The founder of the Society of Jesus, Ignatius Loyola (1491-1556), desired to be a pilgrim or a missionary. Instead he found himself working as the leader and chief administrator of a religious order that soon stretched around the globe. Given that the Jesuits had sworn loyalty to the head of the Catholic Church, regardless of who was the pope at the time, it was logical that Ignatius thus spent his remaining years at the heart of the universal church, in Rome. Not only was Rome the center of church activity, and thus important in an administrative sense, it also contained the earliest and some of the most significant Jesuit institutions.
Over time, these institutions included the famous Jesuit churches, the Gèsu and the Sant’Ignazio, and the Roman College, which was founded in 1551. Jesuits from around Europe would study here with some of the pre-eminent Jesuit scholars of their time – including Christopher Clavius and, later, Athanasius Kircher. The Jesuits who graduated from here and then went around the world as missionaries often stayed in touch with their teachers, and were obliged to stay in communication with the administrative leaders of the Society anyway. Their communications rapidly made their way into publications, as collated letters or as books.
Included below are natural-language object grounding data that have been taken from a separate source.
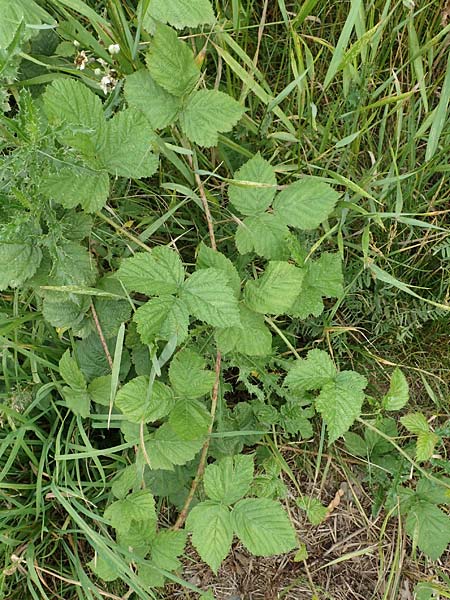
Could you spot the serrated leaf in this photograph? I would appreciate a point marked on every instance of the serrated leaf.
(158, 106)
(263, 527)
(209, 298)
(340, 402)
(165, 448)
(188, 375)
(161, 318)
(182, 13)
(129, 148)
(171, 62)
(252, 338)
(229, 479)
(276, 290)
(259, 189)
(429, 527)
(311, 373)
(398, 393)
(72, 187)
(265, 234)
(212, 532)
(208, 113)
(139, 506)
(207, 257)
(155, 273)
(323, 278)
(131, 400)
(306, 203)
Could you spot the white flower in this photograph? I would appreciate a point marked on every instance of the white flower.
(114, 49)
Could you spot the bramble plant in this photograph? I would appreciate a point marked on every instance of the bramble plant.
(183, 354)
Since the Society was an international body ever since its inception, the manner in which these reports were published reveals the rise and fall of printing houses in different parts of Europe as Jesuits living in Rome had connections in cities all over the continent. Thus, as examples, some of Clavius’ work was published in Rome but also in Venice, the first edition of Ricci’s journal was sent away to Augsburg in southern Germany and Kircher published the majority of his works with publishers in Amsterdam.
Jesuit procurators representing their various mission regions also traveled back to Rome and thus the Society maintained its connections with its men throughout the world in a physical sense as well. Rome indeed operated as the heart of their enterprise.